Another Film That Didn’t Make My Top Ten List
It should have made the top ten. ‘The Producers’ is a touchstone film for me. I saw it when it came out at the cinema in a double bill with ‘Where’s Poppa?’ (or possibly ‘Kentucky Fried Movie’). The plot; terminally nervous accountant Gene Wilder attempts to do the books of sleazy theatrical agent Zero Mostel, who terrifies him into the creation of a scam, the entire scene conducted in the agent’s gruesomely claustrophobic office.
Mostel bullies Wilder into going along with the scheme – ‘Under the right circumstances a producer could make more with a flop than a hit!’. They find the worst script in the world but ‘Springtime For Hitler’ becomes a huge hit, sending them to jail.
Why does it work better than any other Mel Brooks movie? For a start it’s a virtual two-hander with actors who have an astonishing rapport – remember when they had comic acting in Hollywood films? – and there are more funny lines and catchphrases than in almost any film I can think of.
But I then saw it again when I was setting up a company with my business partner and we felt like Bialystock & Bloom, working from a dingy office in Wardour Street on rubbish movies no-one wanted to see. I’d been cast in the Gene Wilder role, and I remember standing at the back of a theatre watching something we’d staged just like Max and Leo did. Roger De Bris crops up briefly in Mel Brooks’ next film, the underrated ‘The Twelve Chairs’, and Mostel and Wilder made Ionesco’s ‘Rhinoceros’ together after this, not so successfully. But it’s Brooks’ career highlight, before he descended into film parodies (although ‘Blazing Saddles’ is still hilarious, partly for the quality of its casting.
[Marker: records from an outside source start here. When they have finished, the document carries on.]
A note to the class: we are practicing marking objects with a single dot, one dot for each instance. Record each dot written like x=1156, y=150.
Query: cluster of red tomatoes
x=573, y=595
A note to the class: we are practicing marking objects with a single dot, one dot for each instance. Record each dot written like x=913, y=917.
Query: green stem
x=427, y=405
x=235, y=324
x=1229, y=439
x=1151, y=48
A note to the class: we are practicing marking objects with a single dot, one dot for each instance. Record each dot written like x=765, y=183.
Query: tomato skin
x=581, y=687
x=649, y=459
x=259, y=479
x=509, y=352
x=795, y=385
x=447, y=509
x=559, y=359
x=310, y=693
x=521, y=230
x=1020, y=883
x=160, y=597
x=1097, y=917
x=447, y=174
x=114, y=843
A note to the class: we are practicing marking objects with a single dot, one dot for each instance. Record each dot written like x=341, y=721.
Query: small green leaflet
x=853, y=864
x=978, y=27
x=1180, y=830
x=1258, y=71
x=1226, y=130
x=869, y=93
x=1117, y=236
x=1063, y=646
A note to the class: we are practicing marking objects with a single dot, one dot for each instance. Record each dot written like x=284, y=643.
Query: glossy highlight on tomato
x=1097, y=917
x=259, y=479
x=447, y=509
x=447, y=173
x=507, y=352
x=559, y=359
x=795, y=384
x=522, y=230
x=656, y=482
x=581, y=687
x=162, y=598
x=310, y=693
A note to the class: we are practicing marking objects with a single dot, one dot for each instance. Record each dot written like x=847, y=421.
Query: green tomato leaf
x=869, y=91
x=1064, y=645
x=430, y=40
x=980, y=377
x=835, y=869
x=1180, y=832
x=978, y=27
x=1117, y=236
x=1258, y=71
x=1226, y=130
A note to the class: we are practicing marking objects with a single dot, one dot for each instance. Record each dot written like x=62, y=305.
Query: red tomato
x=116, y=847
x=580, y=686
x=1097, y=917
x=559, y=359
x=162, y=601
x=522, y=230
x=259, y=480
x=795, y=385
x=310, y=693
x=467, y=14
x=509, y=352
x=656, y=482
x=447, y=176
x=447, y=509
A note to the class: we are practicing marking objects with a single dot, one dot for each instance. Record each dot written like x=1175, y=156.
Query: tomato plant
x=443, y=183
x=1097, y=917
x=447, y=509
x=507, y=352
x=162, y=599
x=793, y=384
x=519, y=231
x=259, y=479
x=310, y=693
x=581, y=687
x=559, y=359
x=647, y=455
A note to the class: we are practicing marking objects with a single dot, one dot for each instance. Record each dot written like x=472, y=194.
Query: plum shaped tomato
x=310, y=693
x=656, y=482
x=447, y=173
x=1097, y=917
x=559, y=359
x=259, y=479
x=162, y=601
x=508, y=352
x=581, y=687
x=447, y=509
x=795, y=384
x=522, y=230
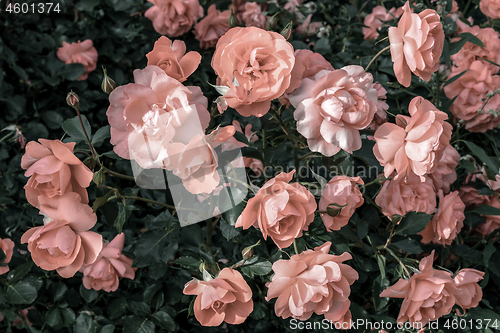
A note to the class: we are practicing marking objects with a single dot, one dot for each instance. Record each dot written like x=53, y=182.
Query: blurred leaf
x=72, y=72
x=74, y=129
x=413, y=223
x=20, y=293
If you haven’t seen it for a while watch it again. It retains its charm although it’s now a time capsule, especially when the lovely Ulla goes into her dance. The musical version played in London with Lee Evans and Nathan Lane, possible the best pairing outside of Mostel and Wilder. The film version of the musical is, if nothing else, a good recorded souvenir of the play, with one hilarious sequence – the little old ladies in Central Park.